Skip to content

Microsoft 365

Microsoft 365 is a core EDP source system for cloud productivity, collaboration, licensing, usage, and service metadata. It should be documented separately from on-premises Active Directory because it uses Microsoft Graph and cloud service APIs, has different identifiers, and exposes different operational data.

Overview

Microsoft 365 can provide EDP with cloud-side identity, group, license, collaboration, usage, and service information.

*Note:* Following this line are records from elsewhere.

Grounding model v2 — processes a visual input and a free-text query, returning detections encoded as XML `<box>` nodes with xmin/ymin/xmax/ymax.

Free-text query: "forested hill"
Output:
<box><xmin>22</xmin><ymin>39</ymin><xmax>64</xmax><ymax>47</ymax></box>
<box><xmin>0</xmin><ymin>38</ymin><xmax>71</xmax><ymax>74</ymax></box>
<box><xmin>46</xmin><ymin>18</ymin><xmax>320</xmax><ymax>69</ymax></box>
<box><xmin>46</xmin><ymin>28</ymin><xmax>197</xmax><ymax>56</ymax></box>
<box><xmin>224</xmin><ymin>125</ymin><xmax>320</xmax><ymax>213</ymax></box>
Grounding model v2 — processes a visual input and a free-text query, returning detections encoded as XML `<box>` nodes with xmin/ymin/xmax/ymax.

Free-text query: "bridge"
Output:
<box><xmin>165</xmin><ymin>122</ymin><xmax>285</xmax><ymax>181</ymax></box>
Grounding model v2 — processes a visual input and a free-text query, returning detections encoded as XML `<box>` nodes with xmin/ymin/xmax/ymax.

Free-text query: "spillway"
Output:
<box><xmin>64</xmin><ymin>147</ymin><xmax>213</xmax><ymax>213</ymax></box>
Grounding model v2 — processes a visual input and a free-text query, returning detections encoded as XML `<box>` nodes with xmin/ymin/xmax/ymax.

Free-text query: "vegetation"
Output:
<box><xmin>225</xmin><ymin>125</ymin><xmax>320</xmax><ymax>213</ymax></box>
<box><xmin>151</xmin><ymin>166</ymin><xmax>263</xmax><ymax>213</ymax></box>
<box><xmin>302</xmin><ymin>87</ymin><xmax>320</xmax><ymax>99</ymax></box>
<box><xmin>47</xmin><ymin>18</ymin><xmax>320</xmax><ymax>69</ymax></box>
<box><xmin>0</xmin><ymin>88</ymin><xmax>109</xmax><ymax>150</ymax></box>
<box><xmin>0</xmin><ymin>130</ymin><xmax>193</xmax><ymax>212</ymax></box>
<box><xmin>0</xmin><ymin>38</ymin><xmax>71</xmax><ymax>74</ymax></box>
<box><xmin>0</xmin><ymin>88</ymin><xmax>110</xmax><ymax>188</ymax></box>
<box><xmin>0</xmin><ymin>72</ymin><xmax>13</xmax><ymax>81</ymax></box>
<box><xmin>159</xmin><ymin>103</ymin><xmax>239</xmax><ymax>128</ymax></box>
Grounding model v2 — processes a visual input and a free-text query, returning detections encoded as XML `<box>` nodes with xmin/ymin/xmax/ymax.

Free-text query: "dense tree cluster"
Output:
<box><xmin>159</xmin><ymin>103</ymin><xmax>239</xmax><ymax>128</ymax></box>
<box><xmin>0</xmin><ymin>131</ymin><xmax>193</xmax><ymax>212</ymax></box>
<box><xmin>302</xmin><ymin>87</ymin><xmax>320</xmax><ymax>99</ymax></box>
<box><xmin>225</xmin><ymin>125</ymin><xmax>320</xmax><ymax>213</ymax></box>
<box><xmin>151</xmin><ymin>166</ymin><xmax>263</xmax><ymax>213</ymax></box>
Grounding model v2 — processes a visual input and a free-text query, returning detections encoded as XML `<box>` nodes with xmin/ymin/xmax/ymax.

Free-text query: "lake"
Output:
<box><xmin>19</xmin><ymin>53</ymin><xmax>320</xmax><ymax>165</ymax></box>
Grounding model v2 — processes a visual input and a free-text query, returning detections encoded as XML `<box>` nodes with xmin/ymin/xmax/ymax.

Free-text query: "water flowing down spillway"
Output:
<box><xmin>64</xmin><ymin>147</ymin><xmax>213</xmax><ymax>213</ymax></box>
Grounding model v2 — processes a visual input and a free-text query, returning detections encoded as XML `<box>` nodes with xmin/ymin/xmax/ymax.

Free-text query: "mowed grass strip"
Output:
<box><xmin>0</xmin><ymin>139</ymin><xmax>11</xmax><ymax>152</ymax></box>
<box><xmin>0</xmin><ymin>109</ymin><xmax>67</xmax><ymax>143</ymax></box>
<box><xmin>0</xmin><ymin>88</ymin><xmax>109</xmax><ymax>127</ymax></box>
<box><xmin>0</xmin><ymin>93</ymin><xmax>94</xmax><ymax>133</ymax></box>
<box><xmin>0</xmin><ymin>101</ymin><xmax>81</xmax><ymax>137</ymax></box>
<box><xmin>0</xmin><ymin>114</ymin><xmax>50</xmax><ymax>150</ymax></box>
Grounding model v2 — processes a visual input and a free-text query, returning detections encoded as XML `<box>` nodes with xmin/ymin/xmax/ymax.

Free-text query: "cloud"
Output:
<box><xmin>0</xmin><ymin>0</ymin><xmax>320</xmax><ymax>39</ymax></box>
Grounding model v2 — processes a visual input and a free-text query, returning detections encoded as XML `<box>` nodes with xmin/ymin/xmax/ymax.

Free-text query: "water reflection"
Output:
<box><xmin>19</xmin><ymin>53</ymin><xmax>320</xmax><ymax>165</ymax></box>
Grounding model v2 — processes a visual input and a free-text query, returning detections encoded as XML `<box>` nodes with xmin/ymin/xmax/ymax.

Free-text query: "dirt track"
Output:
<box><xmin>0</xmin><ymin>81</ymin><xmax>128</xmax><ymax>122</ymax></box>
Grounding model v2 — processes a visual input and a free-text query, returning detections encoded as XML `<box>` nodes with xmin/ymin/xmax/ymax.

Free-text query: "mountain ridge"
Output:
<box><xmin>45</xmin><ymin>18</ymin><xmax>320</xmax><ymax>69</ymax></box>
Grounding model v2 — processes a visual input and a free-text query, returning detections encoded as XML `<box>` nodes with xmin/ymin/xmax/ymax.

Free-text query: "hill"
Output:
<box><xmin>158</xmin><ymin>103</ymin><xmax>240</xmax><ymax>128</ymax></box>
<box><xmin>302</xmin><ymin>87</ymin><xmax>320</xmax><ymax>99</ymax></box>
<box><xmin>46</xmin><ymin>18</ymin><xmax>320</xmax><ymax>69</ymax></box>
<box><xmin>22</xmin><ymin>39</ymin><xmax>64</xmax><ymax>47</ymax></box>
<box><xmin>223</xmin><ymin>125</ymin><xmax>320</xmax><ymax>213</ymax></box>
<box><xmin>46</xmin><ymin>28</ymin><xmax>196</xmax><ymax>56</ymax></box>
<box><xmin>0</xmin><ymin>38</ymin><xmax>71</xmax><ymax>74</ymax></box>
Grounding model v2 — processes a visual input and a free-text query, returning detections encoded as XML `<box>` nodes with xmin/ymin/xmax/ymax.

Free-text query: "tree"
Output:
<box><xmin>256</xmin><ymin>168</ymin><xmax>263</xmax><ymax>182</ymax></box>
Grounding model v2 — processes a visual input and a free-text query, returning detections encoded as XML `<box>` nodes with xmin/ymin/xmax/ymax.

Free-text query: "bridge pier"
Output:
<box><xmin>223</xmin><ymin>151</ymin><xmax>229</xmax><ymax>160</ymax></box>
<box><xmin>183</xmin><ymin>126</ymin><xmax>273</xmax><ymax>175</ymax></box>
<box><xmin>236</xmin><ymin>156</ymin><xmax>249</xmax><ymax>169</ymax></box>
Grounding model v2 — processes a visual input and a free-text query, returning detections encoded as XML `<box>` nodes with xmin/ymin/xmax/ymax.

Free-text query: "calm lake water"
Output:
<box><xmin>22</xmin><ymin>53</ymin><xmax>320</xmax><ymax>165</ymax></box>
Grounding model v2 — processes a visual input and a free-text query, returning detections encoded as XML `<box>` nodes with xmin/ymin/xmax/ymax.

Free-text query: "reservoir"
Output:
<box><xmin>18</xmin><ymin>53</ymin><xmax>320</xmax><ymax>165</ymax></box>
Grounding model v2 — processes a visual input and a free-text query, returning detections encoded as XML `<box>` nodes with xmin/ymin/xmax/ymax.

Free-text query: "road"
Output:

EDP should use Microsoft 365 data to support:

  • Cloud identity and account visibility
  • License assignment and utilization reporting
  • Group and Microsoft 365 group visibility
  • Teams and channel visibility
  • Collaboration governance
  • User activity and adoption reporting
  • Cross-system identity correlation
  • Onboarding and offboarding validation
  • Access review and membership analysis
  • Operational dashboards for cloud service usage

Ownership

RoleResponsibility
Source system ownerOwns Microsoft 365 tenant operations, licensing, access policies, and service configuration
Technical ownerSupports app registrations, Graph permissions, admin consent, and connector access
Data stewardDefines license, group, team, channel, and usage reporting meaning for EDP consumers
Platform ownerRuns the connector, raw landing, transformations, quality checks, and downstream models

Data Domains

Initial Microsoft 365 data domains:

  • Users
  • Groups and Microsoft 365 groups
  • Group memberships and ownership
  • Teams
  • Channels
  • License SKUs
  • User license assignments
  • Service plans
  • Usage reports
  • Tenant and service metadata

Later domains may include:

  • SharePoint sites
  • OneDrive usage
  • Exchange mailbox metadata
  • Planner metadata
  • Audit and activity reports where licensing and permissions allow
  • Administrative role assignments

Connector Options

Connector OptionWhen It FitsNotes
Microsoft Graph APIPreferred production pattern for most Microsoft 365 entitiesSupports users, groups, Teams, licenses, reports, and many cloud resources
Microsoft Graph reports APIPreferred for Microsoft 365 usage and adoption reportsUseful for usage reporting and service adoption dashboards
PowerShell-assisted exportUseful when an administrative module exposes needed data more easilyShould still produce governed files or API results into raw landing
Admin center exportUseful as an interim or fallback approachShould be treated as a temporary bridge, not a long-term connector pattern
Manual seedAcceptable only for early testing or static reference dataShould not be used for production operational reporting

Prebuilt Package Status

Status: prebuilt planned.

A reusable Microsoft 365 connector package should include:

  • Containerized Graph connector runtime
  • Configuration schema for tenant, endpoints, object sets, schedules, and report periods
  • Required Graph permission documentation
  • App registration and admin consent setup guide
  • Connection test
  • Microsoft Graph throttling and retry handling
  • Airflow DAG template
  • Raw landing tables for users, groups, memberships, Teams, channels, licenses, and usage reports
  • dbt source definitions
  • ODS identity, account, group, team, channel, license, and usage mappings
  • Data Vault hub, link, and satellite templates
  • Data quality tests
  • Operational runbook

Required Access

The connector should use an approved Microsoft Entra app registration or managed identity pattern where available. Permissions should be application permissions or delegated permissions based on the deployment model, using least privilege wherever practical.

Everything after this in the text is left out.